In this exclusive interview, serious journalist and actor Rebel Wilson, star of the wedding-from-hell comedy Bachelorette and the a cappella musical Pitch Perfect,“gets down” with british street rapper Rebelicious.
MS. WILSON: Hello. Is it alright if I sit here?
REBELICIOUS: Whatever. It might be a bit damp—my cousin was sitting there this morning and she is a full-on slag.
I’ll just—um, okay—I’ll just stand. [Standing awkwardly.] burns more calories!
Yeah, well, make this quick, chunky. I’ve got nunchaku practice at half three.
Wow! You’re learning nunchaku?
Yes, I am, because I’m hard. [Gives a hard look.] I’m so hard I’m like an algebra equation. X plus 4 equals… me! Respect.
Cool math reference. I didn’t expect someone like you to drop an analogy like that.
Whot? Are you calling me thick? Coz the only thing thick about me is my thighs. And maybe my upper arms.
I didn’t mean to insult you. Please put down the Gatorade bottle.
I could use this as a shank, you know! It would take me ’bout 45 minutes to fandangle it with a biro but I could make that shit happen. These are the types of skills I learned in detention.
No, like detention, like at school. I’d always get so busted for doing mad gangsta stuff like walking on the grass and wearing non-uniform Adidas tracksuits. I was also suspended once for drinking at the school disco.

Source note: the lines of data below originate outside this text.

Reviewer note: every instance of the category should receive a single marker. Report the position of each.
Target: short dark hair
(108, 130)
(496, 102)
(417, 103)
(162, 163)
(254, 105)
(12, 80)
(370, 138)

No, whoa-man! I drank outta the holy water fountain and got well busted by the nuns. But I’m like, Whateva, Sista—live fast, do it well, three-point score, mo-fo! Do you know what I mean?
No, not really. let’s talk about your new album, Pubes.
What was the inspiration?
[Somewhat pointing at vag.] Pubes.
Right, so actual pubic hair? It’s a literal title?
As literal as this punch. [Mimes punching the nearby lamp.] I like to get attention with all my titles.
Wait, but isn’t this your first album?
Yes. But I’ve had others… in my mind.
Would you agree that the phrase “random and blatantly attention- seeking” accurately summarizes your career to date?
Well, if you is referring to the facts—that I’ve ’ad an entourage of midgets, worn a dress made completely out of blue cheese, and got my hair stuck in a go- kart… voluntarily—then, yes, I guess you’d be fully correct. Oh, and yeah, one time I pretended to be Pakistani. I like attention, that’s why I’m rapping and not, like, working in an office being boring and speaking proper-like and wearing un-elasticized pants like you.
I’m not boring.
Ha! Look at you, all interviewing, sitting still and like, you know, wearing a shirt with sleeves.
Well actually, Rebelicious, I’m not a real interviewer.
But you’re writing things down, innit? You have a Dick-ta-phone and everything!
I’m actually the actress Rebel Wilson.
Whot? Never heard of the bitch.
I’m currently researching for a new movie about an interviewer who goes undercover in the rap world only to discover that she herself might have what it takes to be a rap artist even though she’s white and her parents are preachers and her only friend in the world, a cat called Tishy, contracts feline AIDs. Costarring Channing Tatum.
Whoa! Okay then. Respect!
You’re, like, a massive poser but at least you got ass. I might have made up a few things me-self… but, seriously, in all seriousness [she moves close up to the Dictaphone], my cousin is definitely, like, a 100 percent, full-on slag.